Biomarkers are like the X on a treasure map, but instead of indicating the location of unearthed riches, they indicate an individual’s health status. Common biomarkers include certain RNA or protein molecules present in tissues and body fluids that can show doctors that a patient has a specific disease or may respond well to a particular treatment plan. Liquid biopsies are appealing as a non-invasive method for measuring biomarker levels in a body fluid. A team of researchers has now designed such a method for predicting patient outcomes following treatment for esophageal squamous cell carcinoma (ESCC), an aggressive and deadly disease.

Surgery is the typical treatment method for ESCC, but recent research has shown that adding neoadjuvant therapy (NAT) can improve patient survival rates. NAT involves shrinking a tumor using approaches such as chemotherapy or radiation prior to surgery. However, not all patients are responsive to NAT. Unnecessarily performing it can take time for these patients and lead to worse outcomes. Therefore, the team of researchers from Tokyo Medical and Dental University (TMDU, Tokyo, Japan) aimed to identify biomarkers and characteristics that could preemptively indicate an ESCC patient’s response to NAT.

To do this, the team obtained 128 ESCC tissue samples and 58 matched serum samples from two clinical institutions. The serum was obtained prior to any treatment. NAT for these patients involved chemotherapy with 5-fluorouracil and cisplatin, followed by surgery 3 to 5 weeks later.
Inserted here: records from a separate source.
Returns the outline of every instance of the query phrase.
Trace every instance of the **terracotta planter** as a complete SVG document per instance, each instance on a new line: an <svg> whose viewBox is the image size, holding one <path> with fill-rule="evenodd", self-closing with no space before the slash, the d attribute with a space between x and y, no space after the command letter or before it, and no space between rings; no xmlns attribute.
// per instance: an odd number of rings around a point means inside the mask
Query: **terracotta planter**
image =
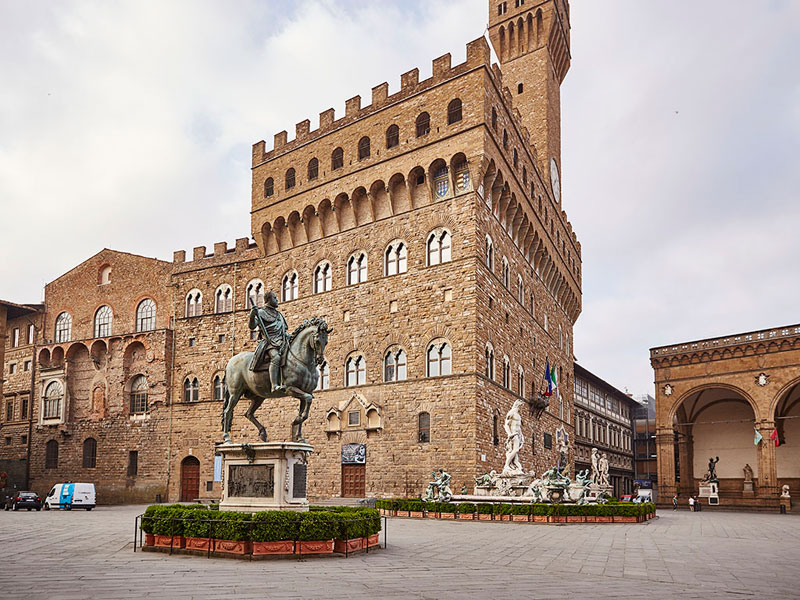
<svg viewBox="0 0 800 600"><path fill-rule="evenodd" d="M208 538L186 538L187 550L203 550L207 552L211 546L211 540Z"/></svg>
<svg viewBox="0 0 800 600"><path fill-rule="evenodd" d="M182 535L156 535L154 545L159 548L183 548L185 543Z"/></svg>
<svg viewBox="0 0 800 600"><path fill-rule="evenodd" d="M350 540L334 540L333 551L344 554L345 552L355 552L364 547L364 538L353 538Z"/></svg>
<svg viewBox="0 0 800 600"><path fill-rule="evenodd" d="M312 542L298 542L300 548L297 554L331 554L333 553L333 540L319 540Z"/></svg>
<svg viewBox="0 0 800 600"><path fill-rule="evenodd" d="M294 554L294 541L253 542L253 556L265 554Z"/></svg>
<svg viewBox="0 0 800 600"><path fill-rule="evenodd" d="M214 540L214 552L223 552L225 554L250 554L250 542Z"/></svg>

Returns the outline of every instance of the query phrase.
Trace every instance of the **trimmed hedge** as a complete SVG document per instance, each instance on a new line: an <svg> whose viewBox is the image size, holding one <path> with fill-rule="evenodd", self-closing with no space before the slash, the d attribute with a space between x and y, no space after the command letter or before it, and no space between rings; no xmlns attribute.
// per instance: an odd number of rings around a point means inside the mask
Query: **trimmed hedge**
<svg viewBox="0 0 800 600"><path fill-rule="evenodd" d="M314 507L309 512L270 510L257 513L209 510L203 505L153 505L141 529L156 535L184 535L233 541L319 541L368 537L381 530L374 508ZM345 537L346 536L346 537Z"/></svg>

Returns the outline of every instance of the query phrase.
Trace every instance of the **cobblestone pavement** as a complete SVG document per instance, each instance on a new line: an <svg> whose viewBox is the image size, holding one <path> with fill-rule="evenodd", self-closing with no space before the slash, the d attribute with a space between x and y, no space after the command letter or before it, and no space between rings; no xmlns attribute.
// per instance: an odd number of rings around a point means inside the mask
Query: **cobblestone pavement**
<svg viewBox="0 0 800 600"><path fill-rule="evenodd" d="M646 524L390 519L385 550L249 562L133 552L141 506L0 512L0 589L89 598L800 598L800 515Z"/></svg>

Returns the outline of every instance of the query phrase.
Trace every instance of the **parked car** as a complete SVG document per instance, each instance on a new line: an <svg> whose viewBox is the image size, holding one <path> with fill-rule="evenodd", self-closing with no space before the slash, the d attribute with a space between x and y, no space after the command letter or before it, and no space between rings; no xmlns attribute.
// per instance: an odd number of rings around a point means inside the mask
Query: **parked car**
<svg viewBox="0 0 800 600"><path fill-rule="evenodd" d="M83 508L92 510L96 501L97 493L93 483L57 483L44 499L44 509L63 508L64 510L72 510L73 508Z"/></svg>
<svg viewBox="0 0 800 600"><path fill-rule="evenodd" d="M19 492L6 502L6 510L19 510L20 508L42 510L42 499L36 492Z"/></svg>

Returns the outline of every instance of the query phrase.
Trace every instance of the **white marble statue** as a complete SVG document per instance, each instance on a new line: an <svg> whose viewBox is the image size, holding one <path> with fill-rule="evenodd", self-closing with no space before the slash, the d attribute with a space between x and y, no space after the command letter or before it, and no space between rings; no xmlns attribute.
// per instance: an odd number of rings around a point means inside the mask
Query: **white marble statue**
<svg viewBox="0 0 800 600"><path fill-rule="evenodd" d="M597 483L600 487L610 487L611 484L608 481L608 456L606 456L605 452L600 455L600 459L597 461L597 468L600 472L600 480Z"/></svg>
<svg viewBox="0 0 800 600"><path fill-rule="evenodd" d="M597 448L592 448L592 481L600 484L600 453Z"/></svg>
<svg viewBox="0 0 800 600"><path fill-rule="evenodd" d="M519 451L522 450L522 444L525 442L525 438L522 436L522 415L519 414L519 409L523 403L524 401L521 398L514 400L511 410L506 415L504 424L506 430L506 464L502 473L504 476L525 474L522 469L522 463L519 461Z"/></svg>

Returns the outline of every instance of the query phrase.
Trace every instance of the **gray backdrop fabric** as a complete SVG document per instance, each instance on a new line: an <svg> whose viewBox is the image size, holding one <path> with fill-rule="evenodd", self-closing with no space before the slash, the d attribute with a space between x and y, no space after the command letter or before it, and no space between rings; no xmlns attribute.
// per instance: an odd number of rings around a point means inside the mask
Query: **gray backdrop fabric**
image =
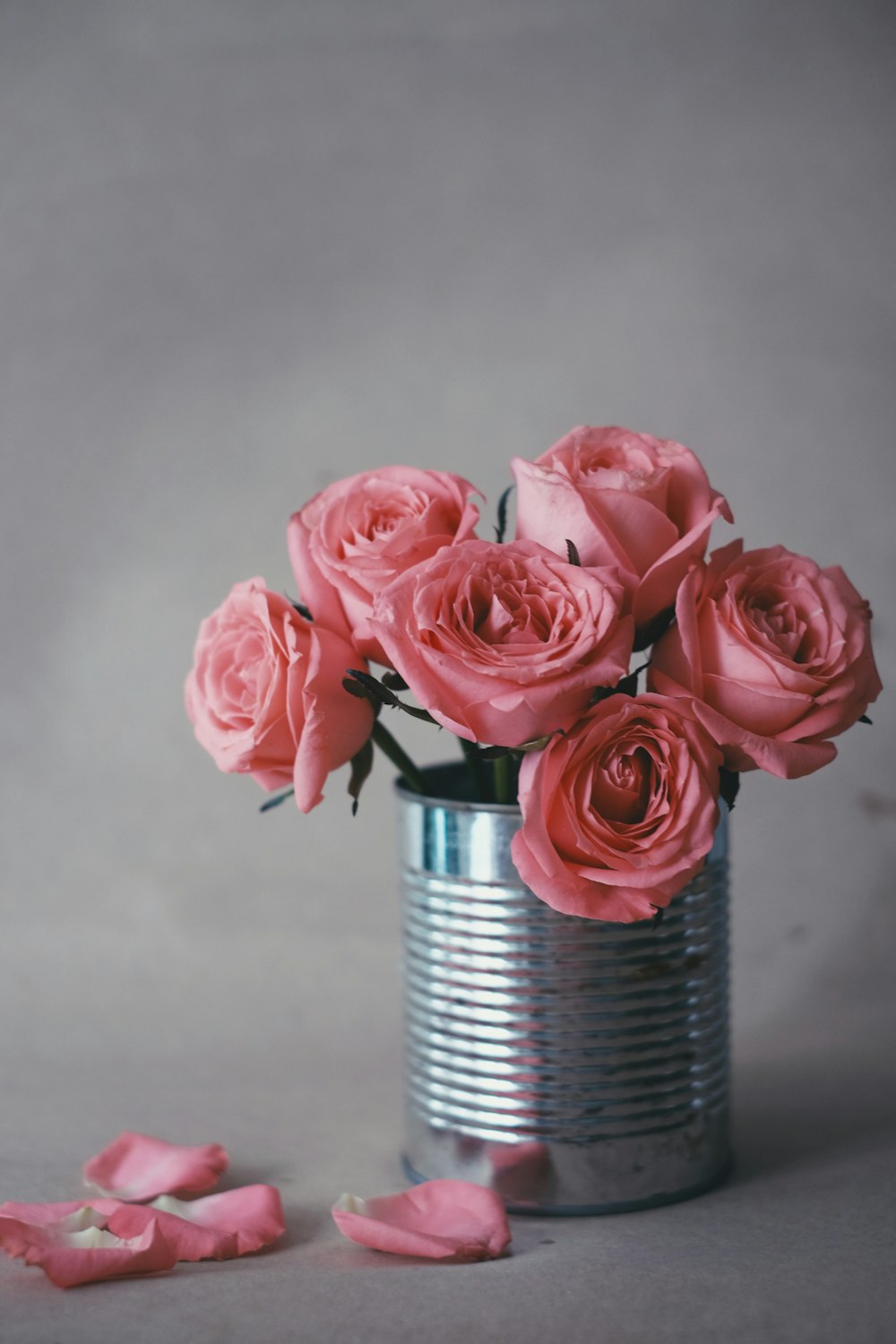
<svg viewBox="0 0 896 1344"><path fill-rule="evenodd" d="M892 1337L892 689L744 780L732 1180L439 1267L328 1212L402 1184L391 771L259 817L181 684L328 481L454 470L488 528L586 422L692 446L716 542L842 564L892 688L893 38L870 0L0 3L0 1198L133 1128L289 1212L157 1281L4 1261L3 1344Z"/></svg>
Pathologists then analyzed the surgical specimens for residual tumor cells, which helped them categorize these ESCC patients as completely, partially, or non-responsive to NAT.
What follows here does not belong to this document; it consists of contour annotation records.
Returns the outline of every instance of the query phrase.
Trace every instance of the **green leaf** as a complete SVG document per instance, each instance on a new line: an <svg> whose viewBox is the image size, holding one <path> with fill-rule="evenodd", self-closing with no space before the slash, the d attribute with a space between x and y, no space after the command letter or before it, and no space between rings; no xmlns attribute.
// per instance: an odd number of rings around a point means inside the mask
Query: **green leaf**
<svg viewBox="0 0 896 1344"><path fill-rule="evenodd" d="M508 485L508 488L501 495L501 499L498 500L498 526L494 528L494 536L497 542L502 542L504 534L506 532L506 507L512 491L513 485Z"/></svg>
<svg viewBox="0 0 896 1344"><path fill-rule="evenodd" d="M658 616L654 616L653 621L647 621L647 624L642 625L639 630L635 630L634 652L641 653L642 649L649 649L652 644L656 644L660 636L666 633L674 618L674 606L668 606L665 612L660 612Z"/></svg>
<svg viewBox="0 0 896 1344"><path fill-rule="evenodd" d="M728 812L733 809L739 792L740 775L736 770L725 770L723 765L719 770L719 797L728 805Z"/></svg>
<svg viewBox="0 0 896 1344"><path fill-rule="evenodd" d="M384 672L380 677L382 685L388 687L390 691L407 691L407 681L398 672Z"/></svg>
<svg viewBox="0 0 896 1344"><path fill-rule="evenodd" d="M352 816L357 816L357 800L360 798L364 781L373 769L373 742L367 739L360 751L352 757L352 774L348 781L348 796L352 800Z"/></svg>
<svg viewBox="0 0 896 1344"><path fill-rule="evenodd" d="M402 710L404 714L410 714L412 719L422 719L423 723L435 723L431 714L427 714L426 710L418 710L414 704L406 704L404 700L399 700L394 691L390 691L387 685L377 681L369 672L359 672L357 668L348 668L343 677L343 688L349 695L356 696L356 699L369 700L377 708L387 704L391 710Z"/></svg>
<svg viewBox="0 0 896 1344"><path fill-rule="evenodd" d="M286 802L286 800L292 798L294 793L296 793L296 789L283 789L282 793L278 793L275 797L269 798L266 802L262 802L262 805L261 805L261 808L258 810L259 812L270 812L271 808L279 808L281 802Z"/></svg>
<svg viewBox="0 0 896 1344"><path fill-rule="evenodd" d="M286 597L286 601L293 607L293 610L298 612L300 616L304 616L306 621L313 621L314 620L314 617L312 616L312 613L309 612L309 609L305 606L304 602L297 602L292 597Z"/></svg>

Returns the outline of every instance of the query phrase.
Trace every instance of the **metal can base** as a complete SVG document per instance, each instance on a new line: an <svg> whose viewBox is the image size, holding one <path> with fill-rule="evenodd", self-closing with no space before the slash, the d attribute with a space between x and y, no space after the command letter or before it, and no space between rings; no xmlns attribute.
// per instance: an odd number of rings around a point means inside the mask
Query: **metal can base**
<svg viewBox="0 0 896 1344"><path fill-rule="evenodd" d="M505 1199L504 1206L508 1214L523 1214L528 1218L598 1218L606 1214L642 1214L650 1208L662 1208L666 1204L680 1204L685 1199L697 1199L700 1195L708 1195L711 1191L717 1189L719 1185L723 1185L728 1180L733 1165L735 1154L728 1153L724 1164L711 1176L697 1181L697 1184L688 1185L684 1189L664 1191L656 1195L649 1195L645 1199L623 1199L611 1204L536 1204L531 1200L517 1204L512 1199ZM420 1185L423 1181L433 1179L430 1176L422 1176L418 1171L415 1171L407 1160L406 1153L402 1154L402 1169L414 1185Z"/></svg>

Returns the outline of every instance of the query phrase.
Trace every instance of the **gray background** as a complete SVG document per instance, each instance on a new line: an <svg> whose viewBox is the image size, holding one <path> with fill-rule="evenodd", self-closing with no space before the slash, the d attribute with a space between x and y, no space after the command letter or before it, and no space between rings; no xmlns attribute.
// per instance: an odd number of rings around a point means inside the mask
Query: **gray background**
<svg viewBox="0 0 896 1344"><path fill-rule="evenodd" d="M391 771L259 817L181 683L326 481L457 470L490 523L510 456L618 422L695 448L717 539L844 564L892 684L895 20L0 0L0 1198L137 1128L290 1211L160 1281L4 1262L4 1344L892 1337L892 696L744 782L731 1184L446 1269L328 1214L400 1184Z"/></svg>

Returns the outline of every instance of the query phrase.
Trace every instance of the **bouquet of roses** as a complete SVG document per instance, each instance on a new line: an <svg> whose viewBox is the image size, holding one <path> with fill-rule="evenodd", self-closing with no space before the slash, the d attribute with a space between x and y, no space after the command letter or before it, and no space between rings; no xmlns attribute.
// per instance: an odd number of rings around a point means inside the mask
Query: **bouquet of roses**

After the researchers analyzed their data, they concluded that their panel of mRNAs and microRNAs had significant predictive potential. Interestingly, combining the panel with tumor size data further increased the predictive power. mRNA/microRNA signature was the most effective clinical characteristic amongst various combinations. It worked in both early- and advanced-stage ESCC patients. Overall, the liquid biopsy developed by the researchers may serve as a non-invasive method for predicting ESCC patient response to NAT. This can lead to precision medicine approaches that will significantly improve the prognosis of many patients who have this disease.

“Molecular biomarkers can be extremely useful when making clinical decisions,” said lead author of the study Keisuke Okuno. “We also wanted to translate these biomarkers into an easy-to-use liquid biopsy.

“We then examined these patient samples for expression levels of molecules that included three mRNAs and four microRNAs,” added Ajay Goel, senior author of the article. “In previous studies, this panel of mRNAs and microRNAs was found to effectively predict ESCC patient response to NAT.”

“We then utilized the pre-treatment serum samples to translate this signature into a liquid biopsy assay, and our approach still maintained its strong ability to predict response to NAT,” explained Okuno.